Six people lost their lives as a result of my actions. Many others suffered at my hand, and will continue to suffer for a lifetime. I am so sorry for that. In 1978 I was convicted for my crimes and sentenced to about 365 consecutive years, virtually burying me alive behind prison walls.
Ten years into my prison sentence, feeling despondent and without hope, I was walking the prison yard on a cold winter's night when an inmate named Rick came up to me. He introduced himself and began to tell me that Jesus Christ loved me and wanted to forgive me. Although I knew he meant well I mocked him because I didn't think God would ever forgive me or want anything to do with me. Still Rick persisted, and we soon became friends. We often walked the yard together, and little by little he told me about his life and what he believed Jesus had done for him. He kept reminding me that no matter what we had done, Christ stood ready to forgive if we were willing to turn from the bad things we were doing and put our full faith and trust in Jesus Christ and what He did on the cross-dying for our sins.
Rick gave me a Gideon's Pocket Testament and asked me to read the Psalms, which I did every night. It was during those times that the Lord quietly and gently melted my stone-cold heart. One night as I was reading Psalm 34 I came upon verse 6, which says, "This poor man cried, and the Lord heard him, and saved him out of all his troubles." At that very moment in 1987 everything seemed to hit me all at once-the guilt from what I had done, the disgust at what I had become-and I began to pour out my heart to God. In my cold cell on that dark night I got down on my knees and cried out to Jesus Christ. I told Him I was sick and tired of doing evil. I asked Him to forgive me for all my sins. I spent a good while on my knees praying to Him, and when I got up it felt as if a very heavy but invisible chain that had been around me for so many years was now broken. A peace flooded over me. I did not understand what was happening, but in my heart I knew that my life was going to be different.
More than eighteen years have gone by since I had that first talk with
the Lord, and so many good things have happened in that time.
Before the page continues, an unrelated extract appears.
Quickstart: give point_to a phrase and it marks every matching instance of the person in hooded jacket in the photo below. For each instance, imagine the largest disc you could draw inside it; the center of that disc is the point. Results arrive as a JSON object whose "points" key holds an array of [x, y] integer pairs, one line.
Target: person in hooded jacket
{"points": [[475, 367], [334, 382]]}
Jesus Christ has allowed me to start an outreach ministry right here in the prison, where I have been given permission by prison officials to work in the "Intermediate Care Program" (ICP Unit) where men who have various emotional and coping problems are housed. I can pray with them as we read our Bibles together, and I get the chance to show them a lot of brotherly love and compassion. I have worked as the Chaplain's clerk . . . " That was from David Berkowitz, New York City's paralyzing Son of Sam who became a redeemed child of God. From a little yeast-added to 60 pounds of flour.3 Thank you, Father!
1 - Exploratorium - https://www.exploratorium.edu/cooking/bread/recipe-sourdough.html
2 - Yes, "was". I do not find myself baking much at all anymore.